Page 540-541, transcribed by Carolyn Ward from History of Butler County, Kansas by Vol. P. Mooney. Standard Publishing Company, Lawrence, Kan.: 1916. ill.; 894 pgs.


  HISTORY OF BUTLER COUNTY 540 cont'd

M. E. Varner, a successful farmer and stockman, of Towanda township, is a native of Iowa. Mr. Varner was born in 1866, and is a son of I. D. and Ruth (Baker) Varner, both natives of Monroe county, Ohio. The mother died at Towanda in 1910 and the father has been an invalid for the past two years. They were the parents of ten children, seven of whom are living, as follows: Mrs. Mary Winkler, El Dorado, Kans.; Mrs. Susan Steel, Wichita, Kans.; M. E., the subject of this sketch, and Mrs. Emma Lamb, of El Dorado, twins; Mrs. Dulcie Cook, Clark county, Kansas; E. A., Fairview township, and F. H., Clifford township.
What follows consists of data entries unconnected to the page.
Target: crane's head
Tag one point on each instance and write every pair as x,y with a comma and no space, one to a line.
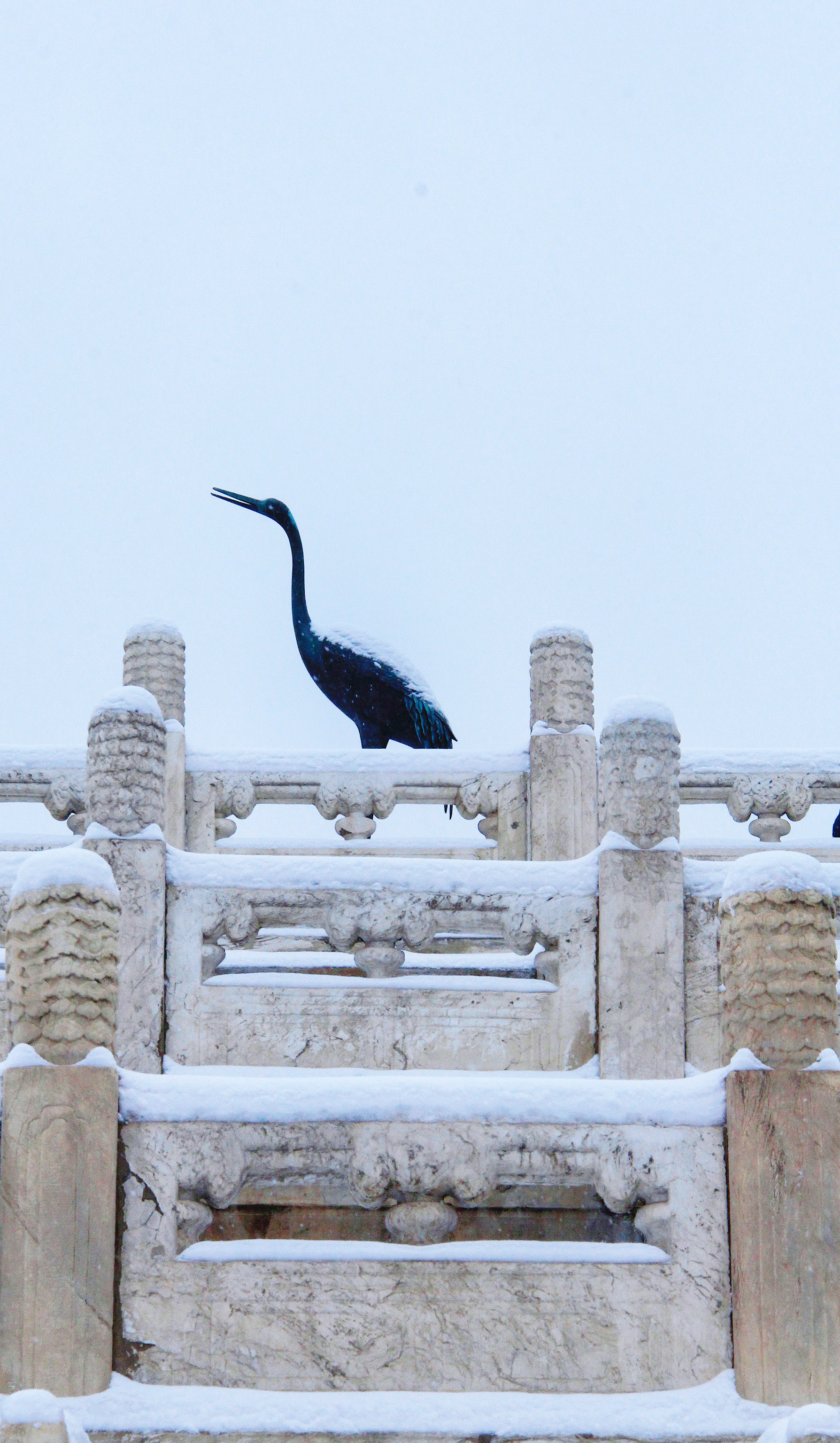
275,510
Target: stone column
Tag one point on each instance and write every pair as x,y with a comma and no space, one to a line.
641,986
126,806
780,1001
784,1223
563,785
778,960
154,659
58,1162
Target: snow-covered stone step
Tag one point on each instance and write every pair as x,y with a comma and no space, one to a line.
133,1413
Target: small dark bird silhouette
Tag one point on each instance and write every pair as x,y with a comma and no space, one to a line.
373,687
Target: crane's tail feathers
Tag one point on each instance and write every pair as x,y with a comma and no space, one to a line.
249,503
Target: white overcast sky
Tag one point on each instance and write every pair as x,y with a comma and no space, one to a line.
527,311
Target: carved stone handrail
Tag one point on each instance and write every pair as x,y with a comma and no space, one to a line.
50,776
358,787
764,785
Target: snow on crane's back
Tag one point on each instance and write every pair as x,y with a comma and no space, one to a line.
382,652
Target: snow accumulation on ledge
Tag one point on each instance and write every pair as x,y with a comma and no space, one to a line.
712,1410
401,764
202,869
231,1094
298,1250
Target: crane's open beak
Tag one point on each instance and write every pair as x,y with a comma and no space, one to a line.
239,501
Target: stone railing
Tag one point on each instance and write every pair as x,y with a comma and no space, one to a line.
373,908
378,1012
768,787
550,801
50,776
358,788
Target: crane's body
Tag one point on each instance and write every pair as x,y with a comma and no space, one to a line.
377,690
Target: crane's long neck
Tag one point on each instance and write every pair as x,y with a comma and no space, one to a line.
299,609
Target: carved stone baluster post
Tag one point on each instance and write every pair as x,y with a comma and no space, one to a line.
640,947
780,971
126,806
563,787
154,657
58,1172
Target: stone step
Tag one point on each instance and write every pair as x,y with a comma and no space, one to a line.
135,1413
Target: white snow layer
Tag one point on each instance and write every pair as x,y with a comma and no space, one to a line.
399,764
25,1057
767,870
42,760
128,699
710,1410
204,869
421,1096
639,709
298,1250
383,653
405,982
154,628
559,629
62,866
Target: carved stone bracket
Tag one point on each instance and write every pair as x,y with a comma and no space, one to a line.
354,804
770,799
481,797
233,797
65,801
380,923
545,920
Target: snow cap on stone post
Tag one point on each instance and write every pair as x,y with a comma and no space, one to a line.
639,773
562,693
62,946
126,762
778,959
154,657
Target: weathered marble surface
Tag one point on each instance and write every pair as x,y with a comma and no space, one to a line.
126,767
154,657
563,796
378,1026
784,1172
639,780
703,996
57,1207
139,866
778,963
562,690
641,985
422,1325
61,969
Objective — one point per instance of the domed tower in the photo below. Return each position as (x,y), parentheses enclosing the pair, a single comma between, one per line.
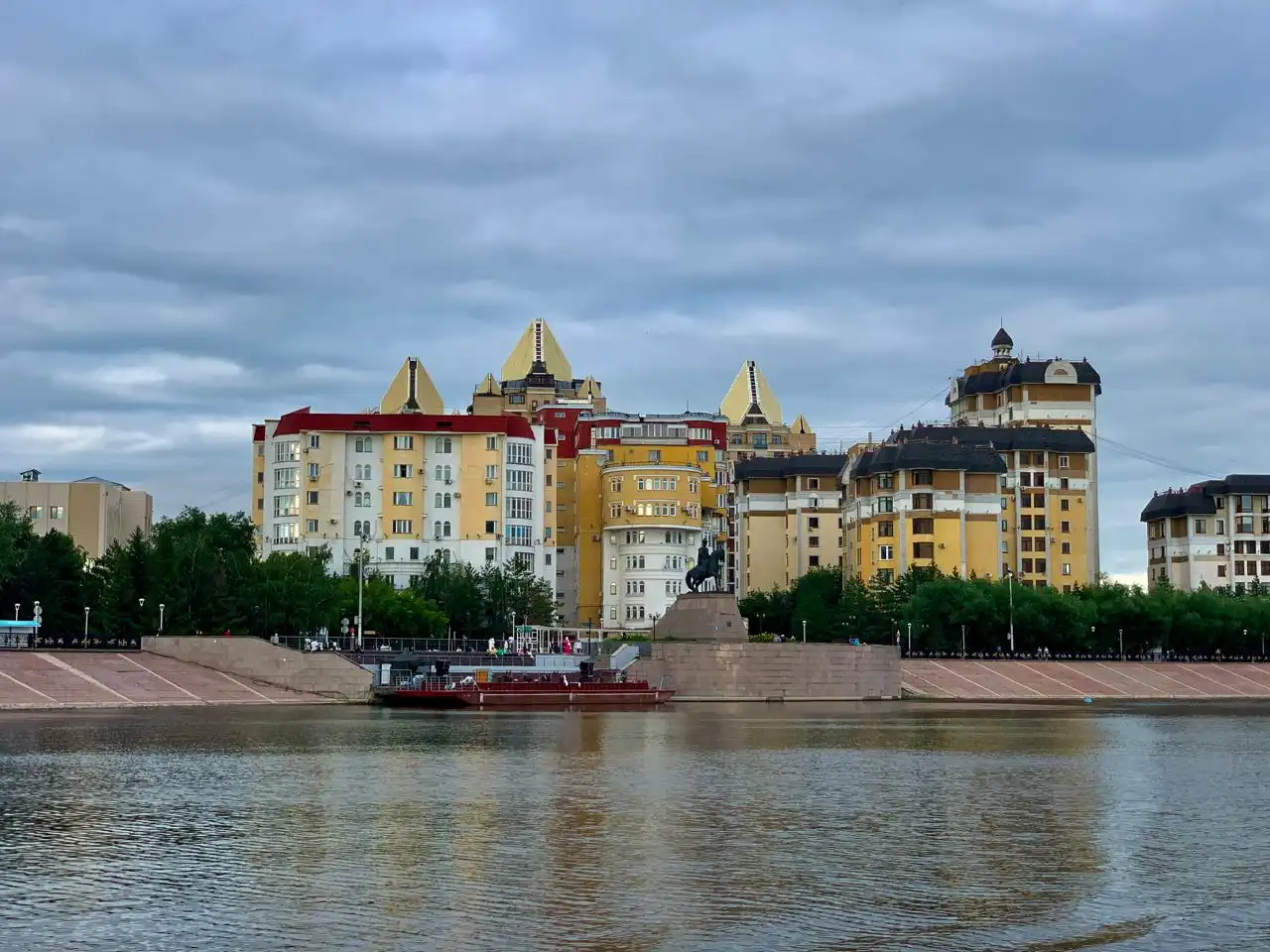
(1002,344)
The Varner family were pioneers of Butler county, coming here in 1871, and located in Towanda township. The father homesteaded the northwest quarter of section 12, township 25, range 4. Their claim was located on the open prairie, and settlers came in quite rapidly about that time, as it was about the beginning of the rapid settlement of that section. The country was still in a wild and primitive state and M. E. Varner, who was a boy about five years of age at that time, remembers of seeing deer and antelope in the vicinity of the early Varner home. The buffalo, however, had taken up his grazing ground further west, across the Arkansas. Although a boy, Mr. Varner remembers many instances of early life on the plains. About the year that they came to Butler county he recalls an experience with a prairie fire. His father was some distance from home, working with his ox team on a place which he had rented on the west branch of the Walnut, and one of the periodical early day prairie fires was sweeping across the plains, carried forward by a strong southern wind. The father escaped the flames with his oxen by starting what was called a "back fire" and burning the grass in his immediate vicinity, which afforded a place of safety for himself and oxen by the time that the prairie fire approached.

M. E. Varner has made farming and stock raising the principal busi-


  HISTORY OF BUTLER COUNTY 541

ness of his life, giving special attention to the raising and feeding of cattle. He raises large quanties[sic] of corn and alfalfa, which he generally feeds to his own cattle. Mr. Varner was married to Miss Cora Washburn, of Fairview township. Her parents came from Ohio and settled in this county in the eighties. To Mr. and Mrs. Varner have been born three children, all of whom are at home: Florence, Grant W. and Wilma. Mr. Varner is a substantial citizen and bears the distinction of being one of the youngest old pioneers of Butler county. He is a member of the Knights of Pythias, Lodge No. 163, Towanda, Kans.